OcuNet v4 - Multi-Label Retinal Disease Classification
OcuNet v4 is an advanced multi-label deep learning model designed for ophthalmic disease screening using retinal fundus images. Based on the EfficientNet-B3 architecture, it classifies images into 30 distinct categories, including 28 specific diseases, a general “Disease Risk” class, and a “Normal” class. The model serves as a robust clinical decision support tool capable of detecting concurring pathologies in a single image.
Model Details
- Model Type: Multi-Label Image Classifier
- Architecture: EfficientNet-B3 (Pre-trained on ImageNet)
- Input Resolution: 384x384 RGB
- Loss Function: Asymmetric Loss (Optimized for heavily imbalanced multi-label datasets)
- Framework: PyTorch
- Version: OcuNet Phase 2 (v4.2.0)
Intended Use
- Primary Use Case: Automated screening and diagnosis support of ophthalmic conditions from retinal fundus imagery.
- Target Audience: Ophthalmologists, medical practitioners, and researchers in medical imaging.
- Out of Scope: This model is intended for clinical decision support only and should not replace professional medical diagnosis.
Dataset
The model was trained on a comprehensive compilation of datasets comprising 23,659 images in total:
- Phase 1 Dataset: ODIR-5K (Ocular Disease Intelligent Recognition)
- Phase 2 Dataset: RFMiD (Retinal Fundus Multi-Disease Image Dataset)
- Phase 3 Dataset: Proprietary Augmented Dataset addressing class imbalances
Data Splits:
- Train: 16,240 images
- Validation: 3,709 images
- Test: 3,710 images
Class Distribution (30 Labels)
The model predicts the following conditions:
Disease_Risk,DR(Diabetic Retinopathy),ARMD(Age-related Macular Degeneration),MH(Macular Hole),DN(Diabetic Neuropathy),MYA(Myopia),BRVO,TSLN,ERM,LS,MS,CSR,ODC(Optic Disc Cupping),CRVO,AH,ODP,ODE,AION,PT,RT,RS,CRS,EDN,RPEC,MHL,CATARACT,GLAUCOMA,NORMAL,RD(Retinal Detachment),RP(Retinitis Pigmentosa)
Training Configuration
- Batch Size: 16 (Gradient Accumulation Steps = 1)
- Epochs: 200 (Early stopping triggered at Epoch 104)
- Optimizer Learning Rate: 1.00e-07 to 3.00e-04 (Peak)
- Warmup: 5 epochs
- Hardware Profile: Trained on NVIDIA GeForce RTX 4050 Laptop GPU (6GB VRAM) using advanced training techniques such as EMA (Exponential Moving Average) and class-specific threshold tuning (Calibration mapping).
Preprocessing & Augmentation
- Preprocessing: Fundus ROI Crop (removes black borders) and CLAHE (Contrast Limited Adaptive Histogram Equalization) applied to the green channel.
- Augmentation: RandAugment, Random Erasing, Color Jittering, and Geometric transformations (tuned specifically to avoid unrealistic medical artifacts).

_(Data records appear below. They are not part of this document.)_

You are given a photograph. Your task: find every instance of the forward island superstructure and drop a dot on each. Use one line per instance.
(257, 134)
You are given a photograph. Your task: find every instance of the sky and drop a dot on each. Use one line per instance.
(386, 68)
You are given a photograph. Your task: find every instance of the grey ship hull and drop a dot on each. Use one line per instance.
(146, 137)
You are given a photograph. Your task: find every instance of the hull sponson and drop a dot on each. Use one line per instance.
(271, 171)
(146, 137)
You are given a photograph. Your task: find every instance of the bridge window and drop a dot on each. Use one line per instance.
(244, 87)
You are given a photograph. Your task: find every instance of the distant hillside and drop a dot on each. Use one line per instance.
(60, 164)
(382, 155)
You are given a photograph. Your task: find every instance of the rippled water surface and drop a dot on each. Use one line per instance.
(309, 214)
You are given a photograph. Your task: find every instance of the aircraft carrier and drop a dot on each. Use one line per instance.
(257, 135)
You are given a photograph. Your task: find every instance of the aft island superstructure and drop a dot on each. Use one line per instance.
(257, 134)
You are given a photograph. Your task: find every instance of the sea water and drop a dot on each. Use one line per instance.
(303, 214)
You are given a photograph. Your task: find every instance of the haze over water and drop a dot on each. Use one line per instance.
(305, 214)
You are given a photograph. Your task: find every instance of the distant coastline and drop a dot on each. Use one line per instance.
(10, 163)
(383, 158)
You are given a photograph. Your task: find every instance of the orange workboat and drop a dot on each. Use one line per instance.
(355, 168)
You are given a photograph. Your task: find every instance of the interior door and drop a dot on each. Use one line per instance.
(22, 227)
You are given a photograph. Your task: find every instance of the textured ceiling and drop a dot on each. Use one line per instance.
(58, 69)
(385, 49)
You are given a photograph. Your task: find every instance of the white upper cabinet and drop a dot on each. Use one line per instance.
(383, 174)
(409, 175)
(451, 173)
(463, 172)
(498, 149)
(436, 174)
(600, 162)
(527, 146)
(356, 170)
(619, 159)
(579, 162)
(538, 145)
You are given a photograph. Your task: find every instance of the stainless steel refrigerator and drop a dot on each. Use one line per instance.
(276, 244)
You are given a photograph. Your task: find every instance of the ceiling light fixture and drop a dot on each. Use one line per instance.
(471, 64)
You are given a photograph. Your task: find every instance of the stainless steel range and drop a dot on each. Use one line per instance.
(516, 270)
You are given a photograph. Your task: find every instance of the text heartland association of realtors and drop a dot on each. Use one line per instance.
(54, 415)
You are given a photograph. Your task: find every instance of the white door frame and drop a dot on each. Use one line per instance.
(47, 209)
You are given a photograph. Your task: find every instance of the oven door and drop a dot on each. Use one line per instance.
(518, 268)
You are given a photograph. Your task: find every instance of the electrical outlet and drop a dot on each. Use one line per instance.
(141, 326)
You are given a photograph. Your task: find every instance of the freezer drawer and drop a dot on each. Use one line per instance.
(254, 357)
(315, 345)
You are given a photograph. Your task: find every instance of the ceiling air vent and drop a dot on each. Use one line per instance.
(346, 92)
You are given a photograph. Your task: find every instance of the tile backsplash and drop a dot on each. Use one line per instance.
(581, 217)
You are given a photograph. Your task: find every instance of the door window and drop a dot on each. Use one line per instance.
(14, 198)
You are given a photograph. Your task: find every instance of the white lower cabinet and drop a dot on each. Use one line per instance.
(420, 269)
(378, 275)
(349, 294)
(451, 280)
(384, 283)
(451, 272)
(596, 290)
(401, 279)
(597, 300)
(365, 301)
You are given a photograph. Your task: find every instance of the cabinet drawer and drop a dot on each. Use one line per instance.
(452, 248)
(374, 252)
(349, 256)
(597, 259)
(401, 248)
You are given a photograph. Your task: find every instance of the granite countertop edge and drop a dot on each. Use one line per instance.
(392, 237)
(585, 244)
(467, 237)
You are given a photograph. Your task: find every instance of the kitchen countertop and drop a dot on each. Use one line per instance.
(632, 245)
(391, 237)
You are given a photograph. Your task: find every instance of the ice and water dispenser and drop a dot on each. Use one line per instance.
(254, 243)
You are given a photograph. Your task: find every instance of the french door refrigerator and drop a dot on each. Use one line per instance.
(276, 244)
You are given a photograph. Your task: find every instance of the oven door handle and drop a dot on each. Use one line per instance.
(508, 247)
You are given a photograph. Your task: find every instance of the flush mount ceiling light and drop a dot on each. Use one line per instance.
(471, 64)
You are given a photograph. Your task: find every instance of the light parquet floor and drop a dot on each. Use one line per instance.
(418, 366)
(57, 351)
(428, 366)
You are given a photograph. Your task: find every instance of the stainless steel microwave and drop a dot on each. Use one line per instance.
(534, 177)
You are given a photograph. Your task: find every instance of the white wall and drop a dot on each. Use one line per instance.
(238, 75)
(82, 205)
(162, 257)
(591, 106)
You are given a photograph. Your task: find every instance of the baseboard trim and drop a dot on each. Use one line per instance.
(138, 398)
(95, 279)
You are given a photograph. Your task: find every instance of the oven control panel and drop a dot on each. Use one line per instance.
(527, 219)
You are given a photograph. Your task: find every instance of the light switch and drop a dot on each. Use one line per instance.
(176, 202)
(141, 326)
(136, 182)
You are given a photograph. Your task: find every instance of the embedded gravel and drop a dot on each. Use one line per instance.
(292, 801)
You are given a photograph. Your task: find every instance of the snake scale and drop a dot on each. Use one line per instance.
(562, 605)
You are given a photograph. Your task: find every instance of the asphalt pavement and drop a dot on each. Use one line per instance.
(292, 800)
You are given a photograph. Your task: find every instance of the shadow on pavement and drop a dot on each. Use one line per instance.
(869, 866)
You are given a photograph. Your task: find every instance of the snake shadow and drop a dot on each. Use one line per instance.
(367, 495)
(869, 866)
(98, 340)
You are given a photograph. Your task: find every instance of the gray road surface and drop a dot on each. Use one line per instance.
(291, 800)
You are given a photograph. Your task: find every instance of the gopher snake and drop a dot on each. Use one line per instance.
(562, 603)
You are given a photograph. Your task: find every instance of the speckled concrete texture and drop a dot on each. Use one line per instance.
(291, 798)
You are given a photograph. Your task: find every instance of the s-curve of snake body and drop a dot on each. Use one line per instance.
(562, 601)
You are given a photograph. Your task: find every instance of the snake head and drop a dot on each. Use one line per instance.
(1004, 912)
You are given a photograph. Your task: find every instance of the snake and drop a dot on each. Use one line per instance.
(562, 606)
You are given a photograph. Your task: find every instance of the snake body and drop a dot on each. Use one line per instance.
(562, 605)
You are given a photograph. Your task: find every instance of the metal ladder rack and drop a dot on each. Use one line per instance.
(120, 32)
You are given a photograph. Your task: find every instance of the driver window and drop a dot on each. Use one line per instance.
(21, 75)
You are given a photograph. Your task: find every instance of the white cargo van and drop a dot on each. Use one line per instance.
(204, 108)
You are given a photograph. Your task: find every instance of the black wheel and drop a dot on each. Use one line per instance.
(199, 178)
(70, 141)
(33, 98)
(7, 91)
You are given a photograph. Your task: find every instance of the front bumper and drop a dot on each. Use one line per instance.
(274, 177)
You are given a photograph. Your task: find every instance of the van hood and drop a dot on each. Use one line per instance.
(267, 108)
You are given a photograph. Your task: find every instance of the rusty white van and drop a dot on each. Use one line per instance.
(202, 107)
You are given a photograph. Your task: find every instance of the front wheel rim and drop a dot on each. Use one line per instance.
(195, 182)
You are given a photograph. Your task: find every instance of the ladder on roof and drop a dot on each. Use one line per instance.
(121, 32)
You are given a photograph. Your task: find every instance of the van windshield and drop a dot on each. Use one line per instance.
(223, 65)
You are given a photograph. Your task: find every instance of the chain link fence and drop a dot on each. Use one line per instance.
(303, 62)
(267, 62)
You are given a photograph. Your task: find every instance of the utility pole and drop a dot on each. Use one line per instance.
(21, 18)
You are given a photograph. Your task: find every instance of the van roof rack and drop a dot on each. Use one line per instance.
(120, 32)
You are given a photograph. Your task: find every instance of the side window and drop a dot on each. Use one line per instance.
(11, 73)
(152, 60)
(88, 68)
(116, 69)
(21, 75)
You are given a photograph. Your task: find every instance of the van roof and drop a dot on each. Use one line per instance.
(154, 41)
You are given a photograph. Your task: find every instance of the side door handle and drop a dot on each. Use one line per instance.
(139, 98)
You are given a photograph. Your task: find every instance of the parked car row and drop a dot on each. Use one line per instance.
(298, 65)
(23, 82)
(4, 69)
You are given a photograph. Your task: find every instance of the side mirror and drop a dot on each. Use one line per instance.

Evaluation Results (Validation Set)
The model's optimal performance was achieved at Epoch 74:
- Best Validation mean Average Precision (mAP): 0.4914
- Best Validation F1-Score: 0.2517 (Macro)
(Note: Multi-label classification with 30 classes containing extremely rare and concurrent pathologies typically yields lower raw F1/mAP metric scales compared to binary classification. Per-class metrics showcase higher reliability on prevalent diseases like DR, Glaucoma, and Myopia).
How to run inference
You can use the model with the customized prediction pipeline included in the OcuNet repository:
from predict import ImprovedMultiLabelClassifier
# Initialize the model with confidence thresholds
classifier = ImprovedMultiLabelClassifier(
checkpoint_path="models/ocunetv4.pth",
config_path="config/config.yaml"
)
# Run Inference
result = classifier.predict("path/to/retinal_image.jpg")
# Print detected diseases
print(f"Detected: {result['detected_diseases']}")
for disease, prob in result['probabilities'].items():
print(f"{disease}: {prob:.2%}")
Limitations and Bias
- Class Imbalance: Despite using Asymmetric Loss and augmentation, extremely rare anomalies (e.g., MHL, ERM, RT) have fewer representations, which may lead to varying thresholds of sensitivity.
- Image Quality Reliance: Performance may degrade significantly if input images exhibit uncorrected poor illumination or lack proper fundus anatomical visibility.
- Generalization: Model is trained on adult fundus images; efficacy on pediatric patient populations is untested.
Disclaimer
This model is developed for research and educational purposes. It must thoroughly undergo clinical trials and obtain appropriate regulatory approval before deployment in real-world clinical environments.